Cordycepin (3′‐deoxyadenosine) has a demonstrated value in ameliorating nonalcoholic steatohepatitis (NASH); however, its short in vivo metabolism time and high dose‐induced cytotoxicity are challenges limiting its clinical application. Herein, a cordycepin‐loaded macrophage vesicle (C‐MV) is developed for targeted cordycepin delivery to achieve stable and durable mitigation of NASH. The C‐MV is obtained using cytochalasin B‐stimulated RAW 264.7 cells to produce MV, followed by repeated freeze‐thawing and extrusion of MV and cordycepin. C‐MV selectively delivers cordycepin to macrophages at the site of liver injury, slowly releases cordycepin, reduces the toxicity associated with high cordycepin doses, and increases the mice's survival rate from 40% to 90%. Moreover, C‐MV reduces liver apoptosis and attenuated NASH liver injury by activating AMP‐activated protein kinase and inhibiting caspase 6 activity.
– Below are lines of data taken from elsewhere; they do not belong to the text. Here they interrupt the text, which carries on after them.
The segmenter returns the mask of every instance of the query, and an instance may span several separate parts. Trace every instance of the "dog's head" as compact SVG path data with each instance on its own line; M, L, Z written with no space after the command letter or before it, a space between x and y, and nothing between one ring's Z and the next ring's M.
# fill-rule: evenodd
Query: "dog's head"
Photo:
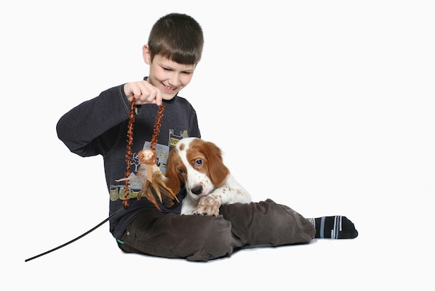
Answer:
M229 174L218 146L199 138L185 138L170 152L165 176L167 186L174 193L185 185L187 194L199 199L220 187Z

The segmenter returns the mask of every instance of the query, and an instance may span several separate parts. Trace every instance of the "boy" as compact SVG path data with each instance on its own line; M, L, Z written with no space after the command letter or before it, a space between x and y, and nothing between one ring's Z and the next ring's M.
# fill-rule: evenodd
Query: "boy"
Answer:
M110 213L122 208L127 124L130 102L137 106L132 144L131 193L140 190L134 179L137 153L149 147L158 106L165 105L156 150L164 173L167 153L177 140L200 138L195 109L179 91L192 79L201 59L204 38L192 17L172 13L153 26L143 46L149 74L143 81L104 91L83 102L59 120L59 138L81 156L101 155L110 193ZM185 192L177 194L181 201ZM133 195L134 196L134 195ZM230 256L245 246L279 246L309 243L313 238L354 238L354 224L345 217L305 219L291 208L268 199L258 203L222 206L218 217L180 215L181 203L159 211L147 199L130 199L126 210L115 215L110 231L119 247L165 258L207 261ZM246 218L248 217L248 218Z

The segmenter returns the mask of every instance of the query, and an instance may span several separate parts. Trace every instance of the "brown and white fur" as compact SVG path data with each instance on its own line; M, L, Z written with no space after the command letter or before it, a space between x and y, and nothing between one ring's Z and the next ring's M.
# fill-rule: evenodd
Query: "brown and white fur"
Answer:
M213 142L183 138L170 152L167 165L167 186L174 193L183 185L186 189L181 214L217 216L222 204L251 201L248 192L224 165L222 151Z

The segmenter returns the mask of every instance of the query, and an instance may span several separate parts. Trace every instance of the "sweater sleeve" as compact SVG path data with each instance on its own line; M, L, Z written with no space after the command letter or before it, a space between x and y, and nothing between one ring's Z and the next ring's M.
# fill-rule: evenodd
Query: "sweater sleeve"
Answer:
M60 117L58 137L79 156L104 154L116 142L119 126L128 121L129 110L124 85L113 87Z

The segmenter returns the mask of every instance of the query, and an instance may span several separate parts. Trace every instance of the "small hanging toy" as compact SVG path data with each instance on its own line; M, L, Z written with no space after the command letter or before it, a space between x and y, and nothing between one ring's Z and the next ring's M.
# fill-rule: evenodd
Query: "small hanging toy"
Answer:
M131 152L131 145L133 144L133 126L135 121L134 111L136 106L134 101L131 102L131 109L129 113L129 120L127 131L127 146L126 162L127 168L125 172L125 178L117 181L125 181L124 192L125 197L122 201L124 208L129 207L129 185L130 185L129 176L131 172L131 160L133 153ZM157 167L157 153L156 152L155 146L157 143L157 136L160 133L160 126L161 125L161 119L163 116L163 110L165 106L161 104L158 106L157 117L156 117L156 123L154 124L154 131L151 140L151 146L149 149L143 149L138 156L139 158L139 170L137 173L137 177L139 183L142 187L138 194L138 200L140 199L143 194L151 202L154 204L156 208L161 210L157 199L161 203L164 203L167 207L174 205L174 201L179 201L176 194L166 186L166 178Z

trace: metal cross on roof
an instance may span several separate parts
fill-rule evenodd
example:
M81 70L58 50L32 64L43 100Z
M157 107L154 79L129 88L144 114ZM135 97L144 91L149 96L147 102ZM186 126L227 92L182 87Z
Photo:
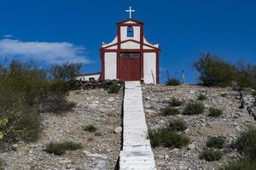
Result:
M131 19L131 13L135 12L135 10L131 9L131 7L130 6L129 10L125 10L126 13L130 13L130 19Z

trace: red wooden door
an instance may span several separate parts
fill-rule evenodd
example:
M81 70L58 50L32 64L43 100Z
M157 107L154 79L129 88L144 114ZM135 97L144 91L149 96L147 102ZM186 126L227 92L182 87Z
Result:
M124 81L140 81L140 54L121 53L119 69L119 79Z

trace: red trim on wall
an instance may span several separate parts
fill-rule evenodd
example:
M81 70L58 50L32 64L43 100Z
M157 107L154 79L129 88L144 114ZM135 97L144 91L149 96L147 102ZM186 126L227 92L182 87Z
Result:
M103 50L101 50L101 58L102 58L102 73L101 73L101 80L105 80L105 53Z
M156 60L155 60L155 64L156 64L156 67L155 67L155 75L156 75L156 83L159 84L159 51L156 52L155 54L155 57L156 57Z
M127 21L134 21L136 23L134 24L125 24L125 22ZM121 52L138 52L141 53L141 59L140 59L140 70L141 70L141 79L143 78L144 75L143 75L143 60L144 60L144 53L155 53L155 56L156 56L156 83L159 83L159 58L160 58L160 49L159 48L155 48L154 46L148 45L144 43L144 31L143 31L143 23L138 20L126 20L121 22L117 23L118 25L118 29L117 29L117 42L113 43L112 45L108 45L106 47L102 47L101 48L101 59L102 59L102 74L101 74L101 77L102 80L105 79L105 53L107 52L115 52L116 53L116 56L117 56L117 60L116 60L116 69L117 69L117 79L120 79L119 76L120 76L120 72L121 70L119 68L119 64L120 64L120 53ZM136 41L134 39L127 39L125 41L121 41L121 35L120 35L120 27L121 26L140 26L140 41ZM138 49L121 49L121 43L126 42L134 42L140 44L140 48ZM113 47L117 45L117 49L107 49L108 48L110 47ZM143 49L143 46L147 46L149 48L152 48L153 49Z
M119 40L119 41L120 41L120 40ZM144 45L144 46L152 48L154 48L154 49L160 50L159 48L156 48L156 47L148 45L148 44L147 44L147 43L144 43L144 42L143 42L143 42L138 42L138 41L134 40L134 39L127 39L127 40L124 40L124 41L120 41L120 42L119 42L119 40L118 40L118 42L117 42L116 43L111 44L111 45L109 45L109 46L103 47L103 48L102 48L102 49L106 49L106 48L111 48L111 47L113 47L113 46L115 46L115 45L119 45L119 46L120 46L121 43L124 43L124 42L134 42L139 43L139 44L141 44L141 45Z
M136 22L137 24L142 24L142 25L144 24L143 22L142 22L140 20L134 20L134 19L127 19L127 20L118 22L117 25L121 25L121 24L124 24L124 23L128 22L128 21L132 21L132 22Z
M141 53L148 53L148 52L158 52L157 49L103 49L106 52L141 52Z

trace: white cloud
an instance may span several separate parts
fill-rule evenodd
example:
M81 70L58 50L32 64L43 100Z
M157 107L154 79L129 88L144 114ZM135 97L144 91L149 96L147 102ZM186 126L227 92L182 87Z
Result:
M0 56L19 57L48 63L90 62L85 56L84 47L67 42L22 42L5 38L0 40Z

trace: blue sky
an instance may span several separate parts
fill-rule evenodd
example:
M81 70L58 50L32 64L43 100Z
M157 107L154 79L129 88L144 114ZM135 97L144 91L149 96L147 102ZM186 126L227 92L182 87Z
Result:
M210 52L256 64L256 1L253 0L1 0L0 58L33 60L42 66L83 60L84 72L99 71L99 48L128 18L145 23L145 37L160 43L160 80L166 71L195 82L191 63Z

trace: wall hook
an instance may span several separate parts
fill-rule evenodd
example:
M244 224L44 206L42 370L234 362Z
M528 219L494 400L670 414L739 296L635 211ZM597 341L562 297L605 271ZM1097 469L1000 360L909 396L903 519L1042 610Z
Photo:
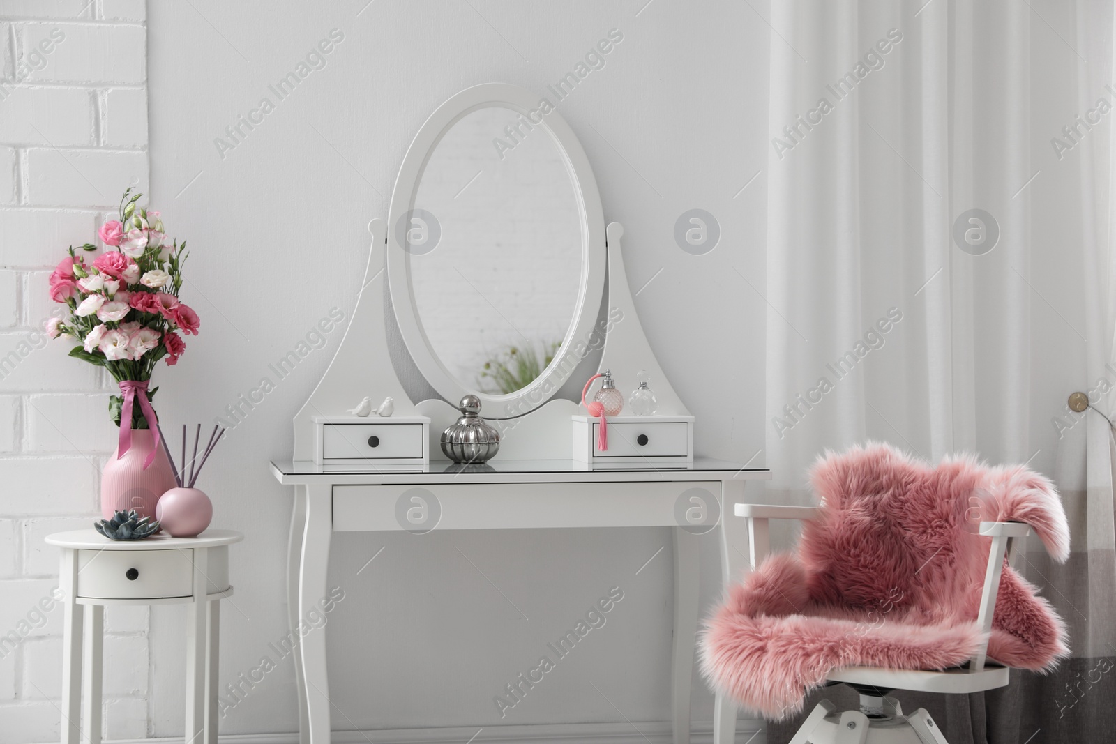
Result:
M1067 403L1069 404L1069 409L1078 414L1083 413L1086 408L1093 408L1098 414L1100 414L1106 422L1108 422L1108 425L1110 427L1116 429L1116 424L1113 423L1113 419L1109 418L1108 416L1105 416L1105 414L1099 408L1090 404L1089 396L1087 396L1085 393L1070 393L1069 400L1067 400Z

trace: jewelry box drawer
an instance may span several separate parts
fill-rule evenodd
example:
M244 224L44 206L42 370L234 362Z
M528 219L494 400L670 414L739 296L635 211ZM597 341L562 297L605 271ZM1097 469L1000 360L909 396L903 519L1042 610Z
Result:
M77 596L88 599L163 599L193 593L194 551L78 550ZM209 550L206 593L229 588L229 548Z
M685 423L608 423L608 448L597 450L600 424L593 424L594 457L685 457L690 451Z
M421 458L422 424L323 424L324 460Z

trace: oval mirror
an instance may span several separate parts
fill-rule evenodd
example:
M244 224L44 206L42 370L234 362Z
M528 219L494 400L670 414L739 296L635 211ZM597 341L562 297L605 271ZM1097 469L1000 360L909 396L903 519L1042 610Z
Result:
M448 402L473 393L490 418L549 399L584 357L604 287L593 172L549 102L469 88L407 151L388 219L400 330Z

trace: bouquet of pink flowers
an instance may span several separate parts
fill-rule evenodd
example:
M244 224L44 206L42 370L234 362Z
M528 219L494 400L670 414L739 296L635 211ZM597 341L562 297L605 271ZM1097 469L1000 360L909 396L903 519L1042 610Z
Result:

Overall, C‐MV exhibits better anti‐inflammatory, lipid‐lowering, and anti‐apoptosis properties than free cordycepin, making it a promising delivery system for the potential clinical application of cordycepin. MV combined with cordycepin provides an inspiring bionic strategy for NASH treatment that can achieve effective therapeutic effects in vivo. Through intravenous injection, the cordycepin‐loaded macrophage vesicles can be selectively enriched to the liver inflammation site. Additionally, the vehicle releases cordycepin slowly, enabling a long‐lasting and stable effect of cordycepin in lowering lipid and anti‐inflammation, and controlling hepatocyte apoptosis through the molecular mechanism of AMP‐activated protein kinase (AMPK)‐caspase 6, thereby reducing nonalcoholic steatohepatitis.